Sunday, April 6, 2008

Third Wave Manifesta from Manifesta

After reading Third Wave Manifesta from Manifesta, I was a little confused, so I decided to look up what the point of the actual book was. I found out that Jennifer Baumgardner and Amy Richards wrote this book about a new kind of feminism. Basically, there were two different waves of feminism, and the third wave would consist of young women like myself who are trying to connect the old meaning of feminism and relate it to what they feel feminism is today. I then read the excerpt again, and it made much more since. Baumgardner and Richards, in Manifesta, composed this agenda for the Third Wave Manifesta. One point that really stood out to me was the 4th one, which talks about the double standard between women and men dealing with sex and sexual health. Being a part of various organizations and groups that deal with sexual, reproductive health in teens, I know that a lot of them feel that it is the girl's responsibility to protect herself, to take birth control if needed, and to make sure that she doesn't get pregnant. I think this is a common mindset in a lot of young people's minds simply because girls are the ones who can get pregnant, therefore it is solely up to them to make sure it does or doesn't happen.

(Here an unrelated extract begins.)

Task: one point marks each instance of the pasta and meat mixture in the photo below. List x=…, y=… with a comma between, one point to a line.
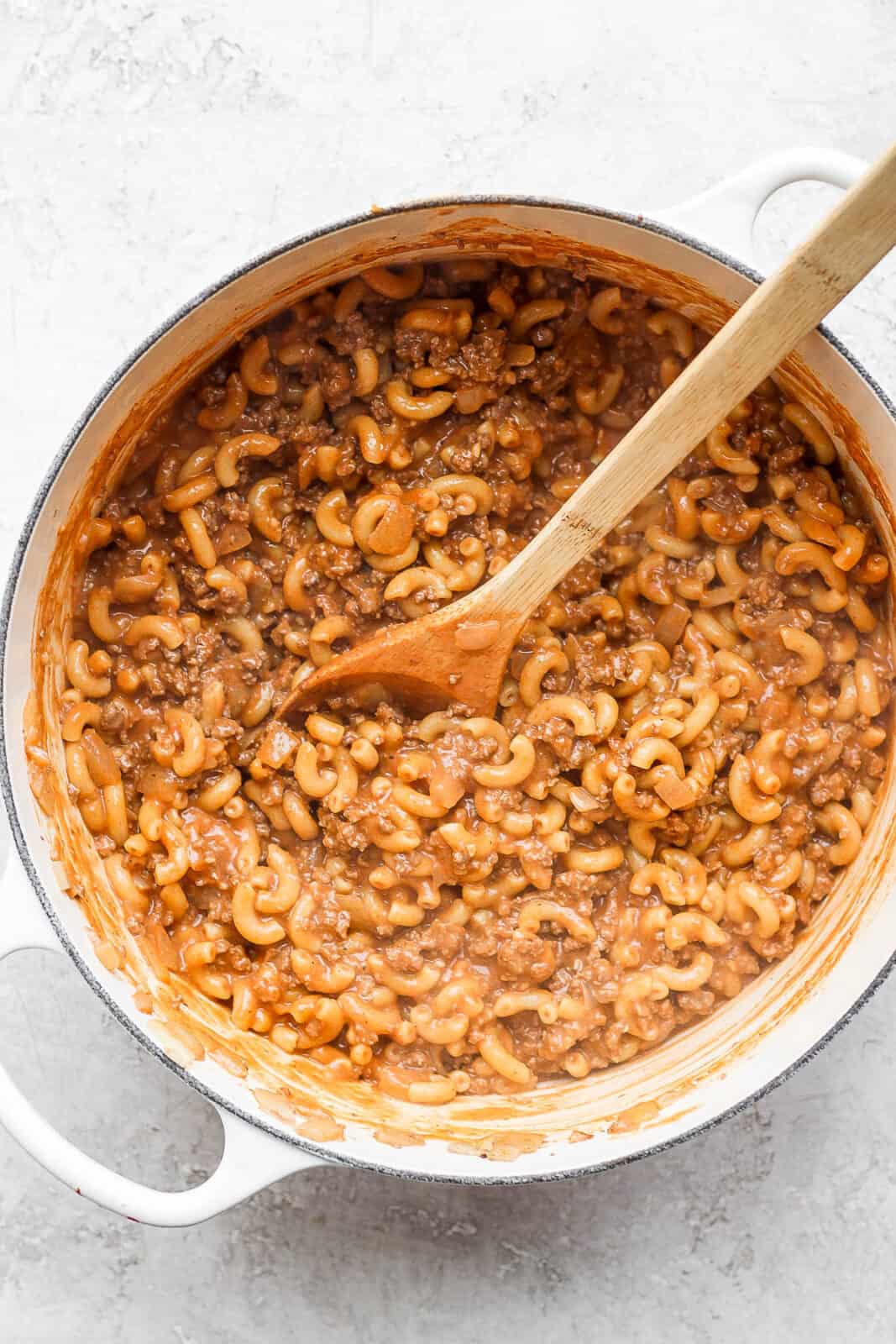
x=689, y=736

This makes me think of a news segment that I saw not too long ago where they were talking about a birth control pill for men. The news station conducted a survey on whether or not men would be willing to take the pill, and majority of them said they would not. This surprised me and also made me wonder why, at a time where it was decided that childbearing could and should be controlled, the method was targeted towards women and not men. I mean is there some scientific reason why there was no equal form of birth control made for men at the same time birth control was made for women? I can go on and on about the different forms of oppression that women face, but then I think I would start to sound like the adults on Charlie Brown. I am at a point where everything I look at has some sort of oppressive element, whether it be towards women, Blacks, Latinos, bisexuals, or any other minority group, and truthfully I don't know what to do.